Closed wbwakeman closed 3 years ago
@dougollerenshaw I wonder if this particular flavor of mismatch is caused by the trim_discontinuous_times
function since it happens right before that RuntimeError
that gets raised.
BehaviorOphysLimsApi.get_eye_tracking
--> sync_utilities.get_synchronized_frame_times
--> sync_utilities.trim_discontiguous_times
Thanks @njmei, that seems like a likely culprit. If I'm reading the function correctly, it looks like it'll trim off any sync pulses that come after a gap of 100 ms? If the videomon process hung mid-session, that could lead to a 100+ ms gap in the frame intervals.
Also, the visual_behavior_analysis function I've been using to read in sync files doesn't perform this operation, so that could explain the discrepancy.
Are there any realistic conditions where two discrete sync recordings are in the same file and separated by such a small interval? If not, I'd propose making the default for this function much larger. Or possibly passing an argument when loading visual_behavior sessions to override this small default?
@dougollerenshaw I don't think it would be a small interval. Currently, that function takes differences between subsequent timepoints and takes the median of those differences. Then it finds the first instance where the interval is 100x larger than the median interval and removes any sync timepoints after that interval.
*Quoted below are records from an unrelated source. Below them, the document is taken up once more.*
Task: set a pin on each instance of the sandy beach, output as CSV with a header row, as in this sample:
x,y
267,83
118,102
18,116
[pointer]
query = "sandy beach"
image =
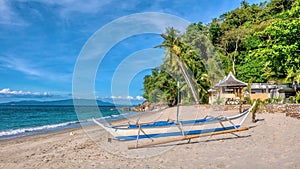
x,y
272,142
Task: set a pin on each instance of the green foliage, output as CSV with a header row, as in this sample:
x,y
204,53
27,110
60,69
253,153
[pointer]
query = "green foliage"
x,y
259,42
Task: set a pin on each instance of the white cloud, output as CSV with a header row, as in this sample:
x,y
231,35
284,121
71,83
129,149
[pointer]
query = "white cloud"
x,y
127,97
19,65
67,6
31,69
20,93
8,16
140,98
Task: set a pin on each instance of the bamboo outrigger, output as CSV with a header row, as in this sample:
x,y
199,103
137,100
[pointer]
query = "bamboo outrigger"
x,y
188,137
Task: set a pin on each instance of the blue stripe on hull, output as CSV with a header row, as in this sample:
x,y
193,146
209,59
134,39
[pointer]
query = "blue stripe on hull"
x,y
192,132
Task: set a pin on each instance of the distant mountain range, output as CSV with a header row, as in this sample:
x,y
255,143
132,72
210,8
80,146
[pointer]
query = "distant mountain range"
x,y
81,102
68,102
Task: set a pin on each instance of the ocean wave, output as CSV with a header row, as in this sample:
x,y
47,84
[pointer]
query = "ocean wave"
x,y
34,129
So if the timepoints of the sync file (in ms) were: [1, 2, 3, 4, 5, 6, ...]
then in order for timepoints to be removed there would need to be a gap of 100 ms (since the median diff between subsequent times is 1).
If a lot of timepoints are being trimmed, the sync files would probably have to look something like: [1, 2, 3, 4, 5, 110, 111, 112, 113, 114, 115, 116, 117, etc..]
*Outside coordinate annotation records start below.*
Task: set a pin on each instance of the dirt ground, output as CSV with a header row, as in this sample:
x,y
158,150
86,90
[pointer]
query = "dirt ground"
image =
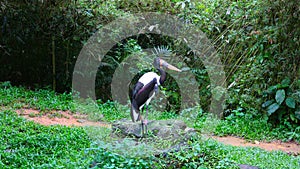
x,y
70,119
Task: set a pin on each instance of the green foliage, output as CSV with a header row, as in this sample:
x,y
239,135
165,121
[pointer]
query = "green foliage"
x,y
207,153
105,159
26,144
41,99
283,103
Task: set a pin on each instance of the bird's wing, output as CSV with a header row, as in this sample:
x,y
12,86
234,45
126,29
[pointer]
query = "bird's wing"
x,y
142,94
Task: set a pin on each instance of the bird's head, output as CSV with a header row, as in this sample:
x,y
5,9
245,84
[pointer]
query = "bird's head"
x,y
159,63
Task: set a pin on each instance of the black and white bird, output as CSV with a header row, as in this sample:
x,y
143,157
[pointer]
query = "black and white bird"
x,y
146,88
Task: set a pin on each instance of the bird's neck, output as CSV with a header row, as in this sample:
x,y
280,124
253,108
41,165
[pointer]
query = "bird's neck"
x,y
163,76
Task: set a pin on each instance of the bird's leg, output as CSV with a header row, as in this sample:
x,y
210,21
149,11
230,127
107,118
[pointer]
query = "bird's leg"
x,y
146,121
142,126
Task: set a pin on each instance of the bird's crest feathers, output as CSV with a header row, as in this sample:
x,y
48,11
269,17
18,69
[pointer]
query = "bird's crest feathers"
x,y
162,51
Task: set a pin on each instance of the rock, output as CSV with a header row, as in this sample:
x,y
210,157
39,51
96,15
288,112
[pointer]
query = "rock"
x,y
165,129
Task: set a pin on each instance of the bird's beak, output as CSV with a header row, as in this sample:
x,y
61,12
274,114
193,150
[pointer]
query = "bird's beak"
x,y
167,65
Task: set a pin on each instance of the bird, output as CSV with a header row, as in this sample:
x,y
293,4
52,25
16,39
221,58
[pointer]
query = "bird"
x,y
147,86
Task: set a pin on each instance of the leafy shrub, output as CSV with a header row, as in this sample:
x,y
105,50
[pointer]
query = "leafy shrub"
x,y
26,144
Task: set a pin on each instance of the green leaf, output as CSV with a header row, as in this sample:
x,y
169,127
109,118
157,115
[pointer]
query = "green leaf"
x,y
280,96
286,81
290,102
267,103
297,114
272,108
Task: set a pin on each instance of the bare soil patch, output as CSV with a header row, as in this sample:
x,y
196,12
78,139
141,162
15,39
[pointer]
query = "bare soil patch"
x,y
67,118
291,148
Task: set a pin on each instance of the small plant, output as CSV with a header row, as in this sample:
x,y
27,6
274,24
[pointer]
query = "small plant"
x,y
283,103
I would need to plot the timepoints in one of those example problem sync files to confirm this though.
Tentatively assigning this to Taylor and I to take on later this week.
After debugging the code with @kschelonka (for two of the given IDs) through to the error that Doug had been receiving, we noticed something: There is a method called trim_discontiguous_times
which takes the intervals, and if it finds a spike (any value that is 100 times the median by default) it deletes all data after that spike, even though it is a transient artifact.
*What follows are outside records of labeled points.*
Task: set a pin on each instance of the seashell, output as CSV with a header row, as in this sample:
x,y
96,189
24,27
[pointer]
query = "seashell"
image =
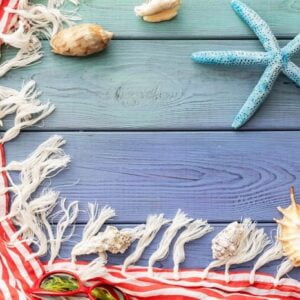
x,y
289,230
116,241
80,40
162,16
158,10
226,242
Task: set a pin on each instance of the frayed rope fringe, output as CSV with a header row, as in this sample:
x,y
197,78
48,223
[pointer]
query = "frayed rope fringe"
x,y
59,3
95,223
193,231
28,44
152,227
30,215
253,242
179,221
35,20
285,267
26,106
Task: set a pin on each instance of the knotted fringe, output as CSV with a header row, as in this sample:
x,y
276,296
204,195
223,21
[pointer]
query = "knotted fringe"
x,y
35,21
30,220
58,3
47,159
153,225
30,215
285,267
28,44
273,253
96,221
28,109
193,231
179,221
94,269
69,215
253,242
42,19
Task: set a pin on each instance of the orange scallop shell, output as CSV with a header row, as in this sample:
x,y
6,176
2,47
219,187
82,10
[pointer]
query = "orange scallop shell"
x,y
289,230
We are unsure if this is the actual intent of the method as there is no docstring, however after searching for other uses of this method in the codebase, we found this comment next to one of the calls:
# occasionally an extra set of frame times are acquired after the rest of
# the signals. We detect and remove these
frame_times = sync_utilities.trim_discontiguous_times(frame_times)
It would be helpful if someone could let us know if this is the desired affect - do we want to lop off all interval values after a spike, or do we just want to remove the spike, or something else?
Attached are two plots of the interval arrays:
@dougollerenshaw I think it's pretty clear from the above that there's a transient artifact(s) in the data. The issue is that the function Taylor and Nick called out truncate the data at that point -- I believe incorrectly. Would be good to get some more guidance about these data and whether or not we should be attempting to remove these transient artifacts before the truncate function (trim_discontiguous_times
), or if it needs to be updated to ensure that it's trimmed at the end.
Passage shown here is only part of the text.